Hampton left after the 2017-18 season for the Big South while Savannah State departed after the 2018-19 season to return to the Division II level. In February, North Carolina A&T voted to leave after the 2020 season to join Hampton in the Big South. In early June, Florida A&M decided to move to the SWAC and, in turn, led Bethune-Cookman to follow the same path. Both schools will join the SWAC in 2021.
The MEAC membership remains at 8 with 6 left in football. Those six teams are Delaware State, Howard, Morgan State, Norfolk State, North Carolina Central, and South Carolina State. The two non-football schools are Coppin State and Maryland Eastern Shore.
The Delaware State commitment puts a temporary stop to the bleeding and restores a small fraction of confidence for the other institutions who would rather not have to find a new home. The MEAC will also retain its NCAA automatic qualifier status with the 8 full members.

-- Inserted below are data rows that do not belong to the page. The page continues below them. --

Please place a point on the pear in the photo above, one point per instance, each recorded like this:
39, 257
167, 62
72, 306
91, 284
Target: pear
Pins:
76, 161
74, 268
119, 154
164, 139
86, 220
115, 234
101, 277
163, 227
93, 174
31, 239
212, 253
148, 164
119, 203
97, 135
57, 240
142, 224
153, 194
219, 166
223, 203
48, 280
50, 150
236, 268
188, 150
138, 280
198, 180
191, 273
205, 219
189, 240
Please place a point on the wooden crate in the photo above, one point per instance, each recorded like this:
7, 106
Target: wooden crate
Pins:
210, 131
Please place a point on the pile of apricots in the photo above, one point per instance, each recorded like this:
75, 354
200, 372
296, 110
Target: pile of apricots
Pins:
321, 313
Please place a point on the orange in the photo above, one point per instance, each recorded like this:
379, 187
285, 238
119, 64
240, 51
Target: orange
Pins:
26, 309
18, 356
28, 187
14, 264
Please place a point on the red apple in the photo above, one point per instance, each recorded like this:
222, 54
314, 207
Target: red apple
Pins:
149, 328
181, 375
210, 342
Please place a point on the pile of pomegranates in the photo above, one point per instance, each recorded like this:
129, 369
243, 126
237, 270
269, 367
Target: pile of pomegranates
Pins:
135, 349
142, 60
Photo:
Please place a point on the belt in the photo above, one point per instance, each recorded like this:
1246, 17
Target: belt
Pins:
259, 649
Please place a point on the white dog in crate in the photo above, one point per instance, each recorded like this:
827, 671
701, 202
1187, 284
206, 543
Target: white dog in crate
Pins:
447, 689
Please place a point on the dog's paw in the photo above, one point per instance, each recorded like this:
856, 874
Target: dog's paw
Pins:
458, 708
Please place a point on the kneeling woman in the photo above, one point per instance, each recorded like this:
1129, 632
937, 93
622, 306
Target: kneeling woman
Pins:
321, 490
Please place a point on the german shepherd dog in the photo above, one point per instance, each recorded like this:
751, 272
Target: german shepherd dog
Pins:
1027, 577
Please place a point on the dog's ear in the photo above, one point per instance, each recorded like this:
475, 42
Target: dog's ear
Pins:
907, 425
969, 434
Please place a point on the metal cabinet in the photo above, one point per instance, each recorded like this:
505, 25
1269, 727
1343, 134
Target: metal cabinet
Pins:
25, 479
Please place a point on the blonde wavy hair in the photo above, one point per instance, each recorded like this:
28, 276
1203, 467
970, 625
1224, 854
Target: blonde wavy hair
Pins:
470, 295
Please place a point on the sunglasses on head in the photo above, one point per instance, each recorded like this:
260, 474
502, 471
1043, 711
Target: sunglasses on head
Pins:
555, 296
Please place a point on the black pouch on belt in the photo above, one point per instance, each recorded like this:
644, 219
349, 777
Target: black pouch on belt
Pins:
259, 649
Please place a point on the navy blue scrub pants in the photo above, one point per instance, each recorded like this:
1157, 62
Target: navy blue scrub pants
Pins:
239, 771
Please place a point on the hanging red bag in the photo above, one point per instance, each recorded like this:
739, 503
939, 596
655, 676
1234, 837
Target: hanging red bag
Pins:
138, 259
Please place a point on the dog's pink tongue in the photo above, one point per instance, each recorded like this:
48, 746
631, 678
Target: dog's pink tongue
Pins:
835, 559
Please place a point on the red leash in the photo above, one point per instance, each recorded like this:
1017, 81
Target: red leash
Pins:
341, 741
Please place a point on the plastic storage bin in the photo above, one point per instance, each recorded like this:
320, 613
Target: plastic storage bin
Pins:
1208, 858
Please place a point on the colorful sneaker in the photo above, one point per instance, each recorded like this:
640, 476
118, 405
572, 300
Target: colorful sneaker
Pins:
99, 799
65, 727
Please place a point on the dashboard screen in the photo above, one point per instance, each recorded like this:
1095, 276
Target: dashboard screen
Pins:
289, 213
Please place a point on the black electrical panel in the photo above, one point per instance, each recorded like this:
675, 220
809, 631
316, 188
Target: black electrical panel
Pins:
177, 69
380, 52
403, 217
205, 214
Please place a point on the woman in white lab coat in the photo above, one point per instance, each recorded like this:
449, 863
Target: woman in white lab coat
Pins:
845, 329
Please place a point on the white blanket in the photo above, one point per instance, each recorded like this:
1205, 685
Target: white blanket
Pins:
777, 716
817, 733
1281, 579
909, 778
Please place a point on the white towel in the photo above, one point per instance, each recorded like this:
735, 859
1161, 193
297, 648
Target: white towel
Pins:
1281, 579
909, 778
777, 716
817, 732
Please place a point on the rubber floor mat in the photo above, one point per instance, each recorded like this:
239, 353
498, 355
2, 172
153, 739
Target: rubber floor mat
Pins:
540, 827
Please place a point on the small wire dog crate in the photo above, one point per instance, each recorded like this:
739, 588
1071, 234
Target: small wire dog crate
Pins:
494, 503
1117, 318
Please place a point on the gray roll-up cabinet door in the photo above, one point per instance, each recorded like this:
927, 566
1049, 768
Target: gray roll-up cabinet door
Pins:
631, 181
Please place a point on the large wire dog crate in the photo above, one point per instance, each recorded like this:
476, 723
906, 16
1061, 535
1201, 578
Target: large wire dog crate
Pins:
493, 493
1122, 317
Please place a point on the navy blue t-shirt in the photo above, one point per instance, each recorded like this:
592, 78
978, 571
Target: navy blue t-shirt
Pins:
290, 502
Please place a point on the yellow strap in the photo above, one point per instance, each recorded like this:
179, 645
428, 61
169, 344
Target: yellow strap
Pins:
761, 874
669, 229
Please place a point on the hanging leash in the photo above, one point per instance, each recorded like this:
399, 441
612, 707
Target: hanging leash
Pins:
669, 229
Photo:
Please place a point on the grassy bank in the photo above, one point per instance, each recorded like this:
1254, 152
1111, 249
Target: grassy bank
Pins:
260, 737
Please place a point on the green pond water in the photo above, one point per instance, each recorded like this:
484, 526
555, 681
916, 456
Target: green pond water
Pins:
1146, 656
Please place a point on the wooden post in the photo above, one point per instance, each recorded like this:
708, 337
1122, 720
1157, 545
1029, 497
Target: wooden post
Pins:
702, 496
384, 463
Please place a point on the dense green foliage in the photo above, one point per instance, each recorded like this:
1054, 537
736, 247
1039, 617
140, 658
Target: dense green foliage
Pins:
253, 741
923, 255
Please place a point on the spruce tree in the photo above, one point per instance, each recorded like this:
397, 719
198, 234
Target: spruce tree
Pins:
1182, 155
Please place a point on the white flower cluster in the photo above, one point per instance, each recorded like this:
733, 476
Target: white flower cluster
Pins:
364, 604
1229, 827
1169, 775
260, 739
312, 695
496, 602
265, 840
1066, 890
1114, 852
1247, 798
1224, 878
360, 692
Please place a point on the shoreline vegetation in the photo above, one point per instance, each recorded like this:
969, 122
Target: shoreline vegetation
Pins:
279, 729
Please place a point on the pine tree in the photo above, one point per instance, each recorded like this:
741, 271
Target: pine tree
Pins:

So where does the MEAC go from here?
Well, according to HBCU Gameday, the MEAC wants to expand and is willing to include non-HBCUs. The Division II CIAA conference has long been mentioned as a possibility to bolster the MEAC ranks though it can be a costly venture with little or no return. Just ask Winston-Salem State how difficult the move can be.
Until the MEAC can put forth a solid plan to bring in new schools, combined with the ongoing pandemic that has already impacted games and revenues, it is easy to see why questions surround its future.